On Tue, 22 Nov 2005, Benjamin Kosnik wrote:
>> Another minor nit is performance.  Judging by SPEC, LLVM has some
>> performance problems.  It's very good for floating point (a 9%
>> advantage over GCC), but GCC has a 24% advantage over LLVM 1.2 in
>> integer code.  I'm sure that is fixable and I only have data for an
>> old release of LLVM.  But is still more work to be done.  Particularly
>> for targets not yet supported by LLVM.

First off, this is for an extremely old version of LLVM (1.5yrs old, which 
represents 1/3 of LLVM's life :).

For a better picture, you can take a look at some of the PowerPC numbers 
here: http://persephone.cs.uiuc.edu/~oscar/nightlytest/

It's hard to decode for people who are not used to staring at the Tables, 
but overall, LLVM is about 10-20% win over GCC (rough numbers) on PPC. 
The X86 backend is getting more investment now, as it has been without a 
maintainer for quite a while.  I don't think its performance is as good as 
the PPC backend yet.   In any case, going to RTL solves that issue.

> What about compile-time performance?

LLVM has very good compile-time performance overall, and is one of the 
reasons that Apple is interested in it.  It was designed with modern 
principles, and has had the advantage of not having to worry about legacy 
code to maintain.  For -O0 compiles for example, I'm targeting a 20% 
speedup in the backend vs GCC 4 (using the native LLVM code generators).

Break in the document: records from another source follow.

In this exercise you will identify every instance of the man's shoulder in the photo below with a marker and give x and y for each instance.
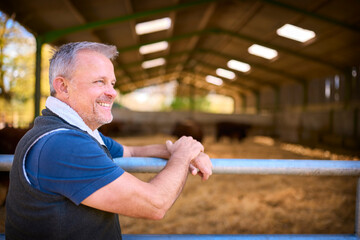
(66, 136)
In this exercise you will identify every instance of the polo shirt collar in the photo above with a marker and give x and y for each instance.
(71, 116)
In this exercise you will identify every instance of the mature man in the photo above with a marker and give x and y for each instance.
(63, 183)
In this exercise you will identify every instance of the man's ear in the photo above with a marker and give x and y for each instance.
(60, 85)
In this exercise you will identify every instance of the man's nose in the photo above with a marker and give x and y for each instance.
(111, 92)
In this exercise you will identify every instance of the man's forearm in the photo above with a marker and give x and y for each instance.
(170, 181)
(155, 150)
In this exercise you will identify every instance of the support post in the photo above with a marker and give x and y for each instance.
(37, 95)
(257, 102)
(243, 102)
(357, 214)
(305, 94)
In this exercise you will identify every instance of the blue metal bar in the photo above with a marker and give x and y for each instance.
(255, 166)
(242, 237)
(239, 166)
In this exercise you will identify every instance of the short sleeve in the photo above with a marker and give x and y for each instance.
(70, 163)
(116, 149)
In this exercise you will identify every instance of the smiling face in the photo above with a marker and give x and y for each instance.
(90, 90)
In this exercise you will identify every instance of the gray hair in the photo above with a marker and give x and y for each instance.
(62, 62)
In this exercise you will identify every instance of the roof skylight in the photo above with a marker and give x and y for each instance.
(153, 63)
(239, 66)
(153, 47)
(225, 73)
(214, 80)
(295, 33)
(153, 26)
(262, 51)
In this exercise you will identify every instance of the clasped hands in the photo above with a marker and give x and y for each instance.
(200, 163)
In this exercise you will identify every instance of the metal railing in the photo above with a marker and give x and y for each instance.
(246, 166)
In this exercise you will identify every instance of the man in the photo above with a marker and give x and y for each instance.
(63, 183)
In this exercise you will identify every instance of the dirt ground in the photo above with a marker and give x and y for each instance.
(253, 204)
(256, 204)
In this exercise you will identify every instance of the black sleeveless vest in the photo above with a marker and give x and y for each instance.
(32, 214)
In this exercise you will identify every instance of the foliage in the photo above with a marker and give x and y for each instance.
(17, 73)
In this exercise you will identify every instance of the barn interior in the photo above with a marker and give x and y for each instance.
(307, 91)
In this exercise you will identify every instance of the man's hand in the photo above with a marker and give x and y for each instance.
(185, 147)
(200, 164)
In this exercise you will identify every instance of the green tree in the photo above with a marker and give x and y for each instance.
(17, 77)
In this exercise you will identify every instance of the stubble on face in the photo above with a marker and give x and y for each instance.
(90, 100)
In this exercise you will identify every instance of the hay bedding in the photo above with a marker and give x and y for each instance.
(253, 204)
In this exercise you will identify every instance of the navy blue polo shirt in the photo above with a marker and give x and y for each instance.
(72, 164)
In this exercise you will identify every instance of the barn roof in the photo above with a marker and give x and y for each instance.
(204, 36)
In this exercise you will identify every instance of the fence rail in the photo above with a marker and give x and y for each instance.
(246, 166)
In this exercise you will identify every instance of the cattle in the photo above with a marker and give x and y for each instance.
(188, 127)
(232, 130)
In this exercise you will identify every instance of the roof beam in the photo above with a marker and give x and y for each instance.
(332, 21)
(256, 65)
(56, 34)
(257, 80)
(246, 38)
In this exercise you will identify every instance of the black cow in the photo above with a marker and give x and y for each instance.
(232, 130)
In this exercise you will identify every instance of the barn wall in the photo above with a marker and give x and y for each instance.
(325, 118)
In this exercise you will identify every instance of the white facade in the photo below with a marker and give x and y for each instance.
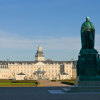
(34, 70)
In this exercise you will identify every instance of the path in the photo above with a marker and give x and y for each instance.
(48, 83)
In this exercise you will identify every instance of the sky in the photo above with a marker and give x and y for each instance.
(54, 24)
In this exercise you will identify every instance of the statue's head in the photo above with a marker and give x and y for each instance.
(87, 19)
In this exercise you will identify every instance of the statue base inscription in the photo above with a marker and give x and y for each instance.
(88, 65)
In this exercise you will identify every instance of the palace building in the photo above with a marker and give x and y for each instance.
(38, 69)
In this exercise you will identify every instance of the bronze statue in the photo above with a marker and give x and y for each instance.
(87, 34)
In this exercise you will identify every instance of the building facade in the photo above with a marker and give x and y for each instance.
(38, 69)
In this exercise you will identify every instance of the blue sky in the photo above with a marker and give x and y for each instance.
(54, 24)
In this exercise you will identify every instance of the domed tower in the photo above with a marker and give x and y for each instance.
(39, 56)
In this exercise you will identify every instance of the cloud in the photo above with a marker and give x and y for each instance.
(62, 43)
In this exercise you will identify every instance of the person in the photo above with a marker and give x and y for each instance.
(87, 34)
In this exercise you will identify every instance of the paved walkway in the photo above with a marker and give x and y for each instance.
(44, 93)
(48, 83)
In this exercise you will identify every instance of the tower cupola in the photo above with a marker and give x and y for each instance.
(39, 56)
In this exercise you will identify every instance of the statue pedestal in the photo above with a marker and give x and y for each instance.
(88, 65)
(88, 72)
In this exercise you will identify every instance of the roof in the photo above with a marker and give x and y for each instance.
(31, 62)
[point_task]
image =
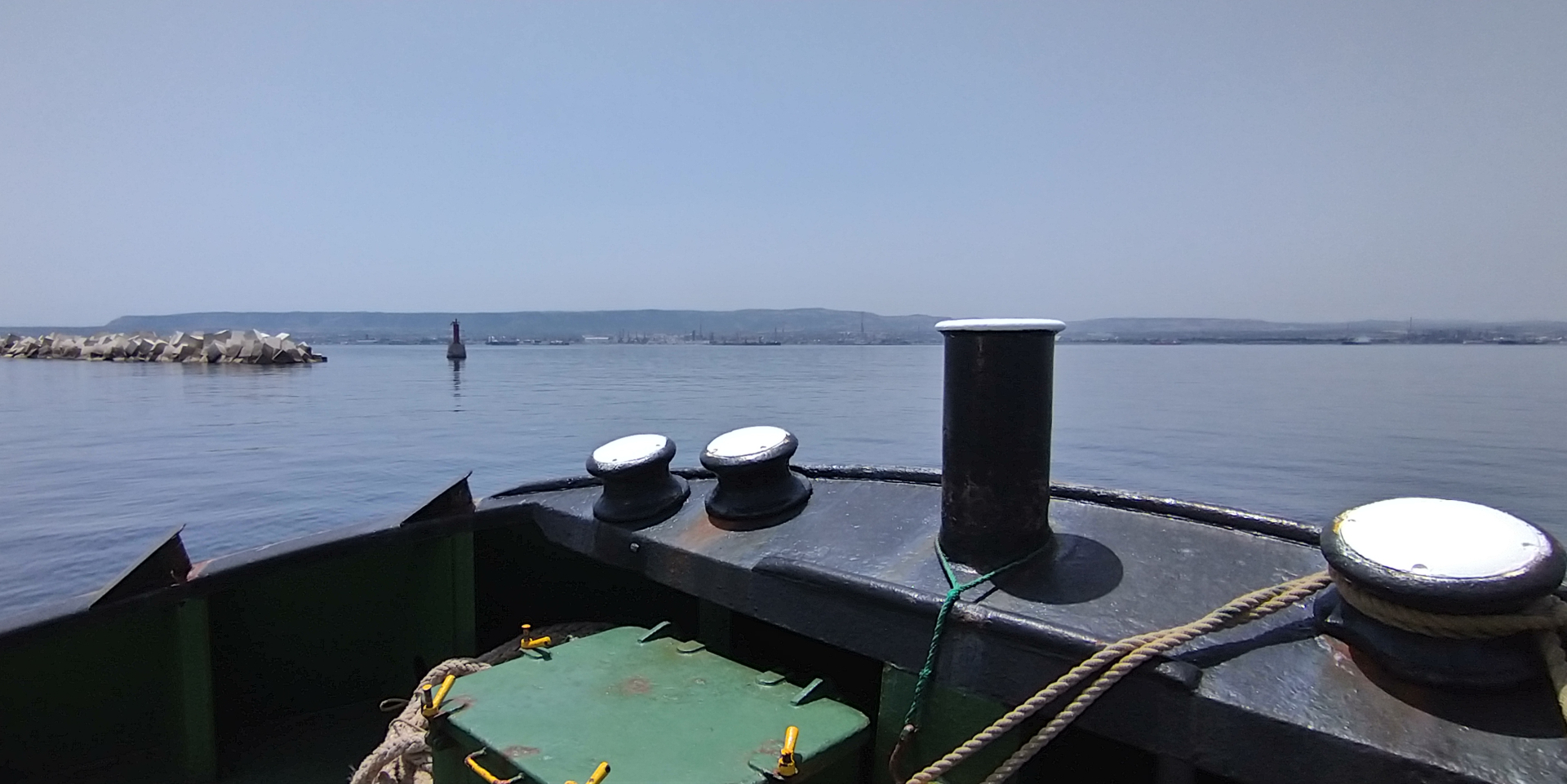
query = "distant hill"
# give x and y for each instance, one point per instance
(806, 326)
(544, 325)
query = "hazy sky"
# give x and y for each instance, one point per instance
(1074, 160)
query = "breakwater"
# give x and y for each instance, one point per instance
(228, 346)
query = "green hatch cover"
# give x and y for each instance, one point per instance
(657, 711)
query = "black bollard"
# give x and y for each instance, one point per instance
(996, 439)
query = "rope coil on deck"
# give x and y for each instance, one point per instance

The individual LLVM optimizers are almost all very fast (though a couple 
need to be tuned), and the link-time stages are all quite fast (though 
obviously not as fast as not doing link-time optzn).  For some examples, 
you can check out my thesis work, which is doing extremely aggressive 
context sensitive analysis and datastructure transformations in 3-4% of 
GCC compile times (i.e., single digit seconds for large programs like 
gcc).  When dealing with large programs, it's "just" a matter of using 
good algorithms and data structures: there is no other solution.

OTOH the specific questions about link-time compile-time performance, as 
others have pointed out, are not really that interesting.  They would only 
be enabled at -O4 (or something) and the other link-time proposal would 
also have a substantial impact on compile-times (I posit that it will be 
far worse than compile times using LLVM).  Besides using good algorithms 
and data structures, there is nothing you can do.  Doing optimization at 
link time *will* be slower than doing it at compile time: the question is 
just how much.

> I'd actually like to make this a requirement, regardless of the option
> chosen.

Agreed.  For my work at Apple at least, compile-times are a very important 
part of the work (and one of the direct motivators).

-Chris

-- 
http://nondot.org/sabre/
http://llvm.org/

^ permalink raw reply	[flat|nested] 59+ messages in thread

* Re: Thoughts on LLVM and LTO
  2005-11-22 19:06   ` Richard Henderson
  2005-11-22 19:28     ` David Edelsohn
  2005-11-22 22:19     ` Steven Bosscher
@ 2005-11-22 22:50     ` Chris Lattner
  2005-11-22 23:23       ` Diego Novillo
  2 siblings, 1 reply; 59+ messages in thread
From: Chris Lattner @ 2005-11-22 22:50 UTC (permalink / raw)
  To: Richard Henderson; +Cc: Steven Bosscher, gcc, Diego Novillo

On Tue, 22 Nov 2005, Richard Henderson wrote:
> On Tue, Nov 22, 2005 at 05:58:14PM +0100, Steven Bosscher wrote:
>> I thought it would basically "only" replace the GIMPLE parts of the
>> compiler.  That is,
>>
>> FE	-->	GENERIC	-->	LLVM	-->	RTL	--> asm
>> (trees)		(trees)
>
> This is certainly the only way to avoid losing functionality.
>
> I worry that this path will bitrot as 99% of folk use the llvm
> path straight through to assembly on i386.  But perhaps a config
> option to force the rtl path, plus some automated testing, can
> prevent that from happening too fast.

I'm not sure that's a real concern.  Considering that (if people wanted to 
use the LLVM code generator at all) we would only be enabled for some 
targets, the mechanism would already be in place to disable the LLVM 
backend.  If the mechanism is already in place, allowing people to disable 
it on targets where it is supported would be trivial.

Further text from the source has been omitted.